A metallic sphere of radius $R$ is cut in two parts along a plane whose minimum distance from the sphere's centre is $h=\frac{R}{2}$ and the sphere is uniformly charged with a total electric charge $Q$. The minimum force that should be applied on each of the two parts, to hold the two parts of the sphere together is $\frac{3K{Q}^2}{p{R}^2}$. Then, find the value of $p$

Answer 1

Here, we use the concept of electric pressure.
$P_e=\frac{{\sigma }^2}{2{\epsilon }_0}$ at each point on a conducting surface.

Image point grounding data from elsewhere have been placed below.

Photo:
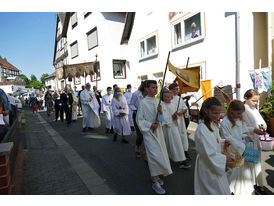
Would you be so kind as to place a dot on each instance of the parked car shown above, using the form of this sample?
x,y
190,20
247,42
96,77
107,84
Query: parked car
x,y
15,101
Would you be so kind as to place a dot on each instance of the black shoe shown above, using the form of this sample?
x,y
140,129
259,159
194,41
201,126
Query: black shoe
x,y
187,155
124,141
114,137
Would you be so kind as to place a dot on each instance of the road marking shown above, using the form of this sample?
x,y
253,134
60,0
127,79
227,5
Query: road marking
x,y
91,179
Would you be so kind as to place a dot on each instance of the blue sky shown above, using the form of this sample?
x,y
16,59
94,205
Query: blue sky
x,y
27,41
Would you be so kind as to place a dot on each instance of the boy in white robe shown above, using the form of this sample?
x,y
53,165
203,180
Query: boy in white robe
x,y
171,131
174,88
154,141
120,115
90,108
128,95
106,108
210,176
234,129
253,119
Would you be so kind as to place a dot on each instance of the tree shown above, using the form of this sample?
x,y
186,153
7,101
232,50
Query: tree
x,y
42,78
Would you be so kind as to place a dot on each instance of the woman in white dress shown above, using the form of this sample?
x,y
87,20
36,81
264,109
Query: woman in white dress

The plane cutting the sphere is shown below (minimum distance from centre is $R/2$).


We know that, surface charge density $\sigma =\frac{Q}{4\pi R^2}$

We know that, minimum force necessary (to be applied on each of the two parts) to hold the two parts of the sphere together is,
$F=P_{e}A.....\left(1\right)$

Here, $A$ is the effective projected area = $\pi r^2$

Now, calculating $r$ from the figure,

$r=\sqrt{R^2-\frac{R^2}{4}}=\frac{\sqrt{3}R}{2}$

Now, substituting the values in $\left(1\right)$,
$F=PA=\frac{{\sigma }^2}{2{\epsilon }_0}\times (\pi R^2\times \frac{3}{4})$

Substituting the value of $\sigma$,
$\Rightarrow F=\frac{Q^2}{(4\pi R^2{)}^2}\times \frac{1}{2{\epsilon }_0}\pi R^2\left(\frac{3}{4}\right)$

$\Rightarrow F=\frac{3Q^2}{128\pi R^2{\epsilon }_0}$

$\Rightarrow F=\frac{3K{Q}^2}{32R^2}$ where $\frac{1}{4\pi {\epsilon }_0}=K$

Now, comparing this with the given value of force,
$F=\frac{3K{Q}^2}{p{R}^2}$,
we can get the value of $p=32$.